De entre sus visitantes, Charles fue de los más asiduos. Pasaba a verla cada dos o tres días. Era también una manera, según él, de mantenerla en contacto con el entorno profesional. Le hablaba de la evolución de los asuntos que estaban tratando entonces, y ella lo miraba como si estuviera loco. ¿Qué narices le importaba a ella que el comercio exterior chino estuviera atravesando una crisis? ¿Acaso le iban a devolver los chinos a su marido? No. Bueno, pues entonces, de nada servía. Charles se daba perfecta cuenta de que Nathalie no lo escuchaba, pero sabía que, poquito a poco, su estrategia daría sus frutos. Sabía que le destilaba, como en una transfusión gota a gota, elementos de realidad. Que China, e incluso Suecia, volverían a formar parte del horizonte de Nathalie. Charles se sentaba muy cerca de ella:

– Puedes reincorporarte cuando quieras.
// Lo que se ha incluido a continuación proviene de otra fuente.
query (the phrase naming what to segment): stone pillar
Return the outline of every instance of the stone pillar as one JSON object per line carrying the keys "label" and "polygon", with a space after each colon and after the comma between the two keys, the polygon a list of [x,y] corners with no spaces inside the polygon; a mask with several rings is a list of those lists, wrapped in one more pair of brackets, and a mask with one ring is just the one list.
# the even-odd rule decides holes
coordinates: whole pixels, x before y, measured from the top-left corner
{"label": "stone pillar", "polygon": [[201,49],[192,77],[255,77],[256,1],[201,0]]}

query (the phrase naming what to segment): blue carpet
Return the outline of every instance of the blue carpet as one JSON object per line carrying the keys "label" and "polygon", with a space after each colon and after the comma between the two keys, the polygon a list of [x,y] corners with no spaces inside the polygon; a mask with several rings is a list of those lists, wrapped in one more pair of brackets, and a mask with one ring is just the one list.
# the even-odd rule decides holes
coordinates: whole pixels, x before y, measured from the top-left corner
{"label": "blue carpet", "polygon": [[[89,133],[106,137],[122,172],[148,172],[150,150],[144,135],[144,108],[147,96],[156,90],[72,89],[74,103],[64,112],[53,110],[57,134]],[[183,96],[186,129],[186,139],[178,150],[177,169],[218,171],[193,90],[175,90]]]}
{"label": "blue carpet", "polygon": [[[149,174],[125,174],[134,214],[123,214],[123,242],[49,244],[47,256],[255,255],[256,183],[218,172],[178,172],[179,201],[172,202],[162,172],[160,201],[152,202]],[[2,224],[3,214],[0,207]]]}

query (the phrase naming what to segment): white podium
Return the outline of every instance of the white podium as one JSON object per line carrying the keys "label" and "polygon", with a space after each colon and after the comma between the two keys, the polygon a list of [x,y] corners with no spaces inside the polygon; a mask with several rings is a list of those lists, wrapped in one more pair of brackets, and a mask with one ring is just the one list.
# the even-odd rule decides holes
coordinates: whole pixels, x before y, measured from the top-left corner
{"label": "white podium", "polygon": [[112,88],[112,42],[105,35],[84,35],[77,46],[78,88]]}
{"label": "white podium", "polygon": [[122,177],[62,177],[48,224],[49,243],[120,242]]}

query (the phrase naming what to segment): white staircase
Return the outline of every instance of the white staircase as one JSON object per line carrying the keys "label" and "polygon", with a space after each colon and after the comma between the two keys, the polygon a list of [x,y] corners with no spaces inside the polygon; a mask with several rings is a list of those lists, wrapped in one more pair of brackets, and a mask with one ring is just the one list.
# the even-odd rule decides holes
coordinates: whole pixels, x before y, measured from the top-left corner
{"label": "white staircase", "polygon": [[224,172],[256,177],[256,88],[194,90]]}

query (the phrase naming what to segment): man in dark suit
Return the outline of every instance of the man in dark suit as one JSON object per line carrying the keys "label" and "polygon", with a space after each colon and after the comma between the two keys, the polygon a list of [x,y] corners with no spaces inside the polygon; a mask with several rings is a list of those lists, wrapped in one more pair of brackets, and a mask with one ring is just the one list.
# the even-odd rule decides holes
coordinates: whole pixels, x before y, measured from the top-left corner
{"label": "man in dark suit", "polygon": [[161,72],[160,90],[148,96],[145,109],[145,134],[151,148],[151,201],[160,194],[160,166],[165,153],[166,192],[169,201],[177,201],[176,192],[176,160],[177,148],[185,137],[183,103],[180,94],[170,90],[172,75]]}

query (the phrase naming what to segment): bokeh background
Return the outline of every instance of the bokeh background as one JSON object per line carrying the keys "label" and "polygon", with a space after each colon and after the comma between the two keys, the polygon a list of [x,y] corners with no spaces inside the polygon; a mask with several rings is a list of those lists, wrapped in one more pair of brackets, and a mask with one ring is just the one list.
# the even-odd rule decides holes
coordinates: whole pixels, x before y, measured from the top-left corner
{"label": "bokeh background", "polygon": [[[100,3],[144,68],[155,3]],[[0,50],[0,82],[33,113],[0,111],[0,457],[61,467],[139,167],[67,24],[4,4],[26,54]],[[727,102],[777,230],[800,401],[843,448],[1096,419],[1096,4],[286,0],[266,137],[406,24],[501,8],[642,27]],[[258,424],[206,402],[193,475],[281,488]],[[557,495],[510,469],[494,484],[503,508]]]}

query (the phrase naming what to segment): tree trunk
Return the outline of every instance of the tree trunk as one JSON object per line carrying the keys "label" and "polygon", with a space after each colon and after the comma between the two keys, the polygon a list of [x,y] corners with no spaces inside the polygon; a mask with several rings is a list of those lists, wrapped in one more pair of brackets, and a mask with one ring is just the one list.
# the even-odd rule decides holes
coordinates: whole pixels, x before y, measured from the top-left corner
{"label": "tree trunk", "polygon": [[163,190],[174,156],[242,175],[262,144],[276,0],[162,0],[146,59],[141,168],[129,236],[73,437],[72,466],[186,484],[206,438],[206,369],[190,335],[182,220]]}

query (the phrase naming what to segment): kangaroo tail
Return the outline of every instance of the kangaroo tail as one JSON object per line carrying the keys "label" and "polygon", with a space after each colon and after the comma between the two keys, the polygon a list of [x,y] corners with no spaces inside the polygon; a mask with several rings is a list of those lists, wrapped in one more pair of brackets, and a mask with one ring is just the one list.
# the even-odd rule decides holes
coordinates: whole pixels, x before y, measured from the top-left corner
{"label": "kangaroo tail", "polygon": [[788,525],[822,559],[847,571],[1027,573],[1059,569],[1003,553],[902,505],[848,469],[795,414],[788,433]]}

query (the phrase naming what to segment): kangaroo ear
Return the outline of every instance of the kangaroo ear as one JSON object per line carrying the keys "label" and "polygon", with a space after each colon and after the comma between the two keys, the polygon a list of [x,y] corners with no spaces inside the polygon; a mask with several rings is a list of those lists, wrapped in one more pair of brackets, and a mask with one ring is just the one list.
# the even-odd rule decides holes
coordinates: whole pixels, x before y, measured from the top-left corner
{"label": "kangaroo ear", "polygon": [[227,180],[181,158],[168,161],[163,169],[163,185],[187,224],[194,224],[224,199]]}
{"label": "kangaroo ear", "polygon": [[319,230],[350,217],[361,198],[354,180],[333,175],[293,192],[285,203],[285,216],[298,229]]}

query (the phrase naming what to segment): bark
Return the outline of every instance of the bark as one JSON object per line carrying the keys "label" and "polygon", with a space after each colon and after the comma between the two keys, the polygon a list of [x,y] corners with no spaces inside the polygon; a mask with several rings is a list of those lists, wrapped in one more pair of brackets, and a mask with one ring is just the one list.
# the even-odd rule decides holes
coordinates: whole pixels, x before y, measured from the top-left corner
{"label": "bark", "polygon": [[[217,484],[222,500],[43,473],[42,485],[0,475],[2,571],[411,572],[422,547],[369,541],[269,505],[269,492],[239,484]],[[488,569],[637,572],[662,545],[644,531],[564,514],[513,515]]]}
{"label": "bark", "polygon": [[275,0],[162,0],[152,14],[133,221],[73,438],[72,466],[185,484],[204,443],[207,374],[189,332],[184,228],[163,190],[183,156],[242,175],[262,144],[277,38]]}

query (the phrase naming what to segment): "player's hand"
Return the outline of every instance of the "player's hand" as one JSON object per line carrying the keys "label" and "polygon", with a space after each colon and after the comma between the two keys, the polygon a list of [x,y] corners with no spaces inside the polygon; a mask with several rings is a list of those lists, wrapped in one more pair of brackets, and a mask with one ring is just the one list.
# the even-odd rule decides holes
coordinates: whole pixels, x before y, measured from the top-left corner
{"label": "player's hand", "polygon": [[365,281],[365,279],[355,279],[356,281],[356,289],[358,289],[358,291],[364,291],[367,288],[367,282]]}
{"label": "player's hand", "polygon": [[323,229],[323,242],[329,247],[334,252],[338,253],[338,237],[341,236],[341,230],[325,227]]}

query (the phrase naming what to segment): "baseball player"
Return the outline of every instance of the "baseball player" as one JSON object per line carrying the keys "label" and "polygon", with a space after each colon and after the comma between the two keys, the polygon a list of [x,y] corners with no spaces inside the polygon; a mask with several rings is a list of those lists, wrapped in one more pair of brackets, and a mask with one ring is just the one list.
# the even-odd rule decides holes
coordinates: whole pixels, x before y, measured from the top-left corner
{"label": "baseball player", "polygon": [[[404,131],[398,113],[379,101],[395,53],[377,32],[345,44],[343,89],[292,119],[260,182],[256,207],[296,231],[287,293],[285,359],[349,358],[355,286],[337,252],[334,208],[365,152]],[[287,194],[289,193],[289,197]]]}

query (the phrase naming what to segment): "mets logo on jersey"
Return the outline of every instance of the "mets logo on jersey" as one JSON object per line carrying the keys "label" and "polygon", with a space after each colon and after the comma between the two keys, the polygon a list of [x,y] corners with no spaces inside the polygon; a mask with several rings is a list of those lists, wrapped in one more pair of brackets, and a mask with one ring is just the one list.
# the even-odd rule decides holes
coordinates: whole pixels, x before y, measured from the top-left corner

Tienes que saber que toda la empresa está contigo.

– Gracias, es muy amable.

– Y sabes que puedes contar conmigo.

– Gracias.

– Contar conmigo de verdad.

Nathalie no entendía por qué, desde la muerte de su marido, Charles había pasado al tuteo. ¿Qué querría decir eso? Pero ¿para qué buscarle un sentido a ese cambio? No tenía fuerzas para ello. Charles quizá sintiera que tenía una responsabilidad: la de hacerle ver que había una parte de su vida que no se tambaleaba. Pero, aun así, ese tuteo no dejaba de resultarle extraño. Pero luego lo pensaba, y no, hay frases que sólo se pueden decir tuteando. Frases de consuelo. Hay que acortar distancias para poder pronunciarlas, hay que estar en un plano de intimidad. A Nathalie le parecía que iba a visitarla demasiado a menudo. Intentaba dárselo a entender. Pero no se escucha a los que lloran. Charles estaba ahí, se volvía insistente. Una noche, mientras le hablaba, le puso la mano en la rodilla. Ello no le dijo nada, pero le pareció una falta total de delicadeza por su parte. ¿Acaso quería aprovecharse de su dolor para ocupar el lugar de François? ¿Era de los que no tienen reparos en usurpar el lugar de un muerto? Quizá sólo hubiera querido darle a entender que estaba ahí si necesitaba cariño. Si necesitaba hacer el amor. Suele ocurrir que la proximidad de la muerte lo empuje a uno al terreno sexual. Pero, en el caso de Nathalie, no ocurría así en absoluto. Le resultaba imposible pensar en otro hombre. Así que apartó la mano de Charles, que se dio cuenta de que había ido demasiado lejos.


– Pronto volveré a trabajar -dijo ella. Sin saber muy bien lo que quería decir con «pronto».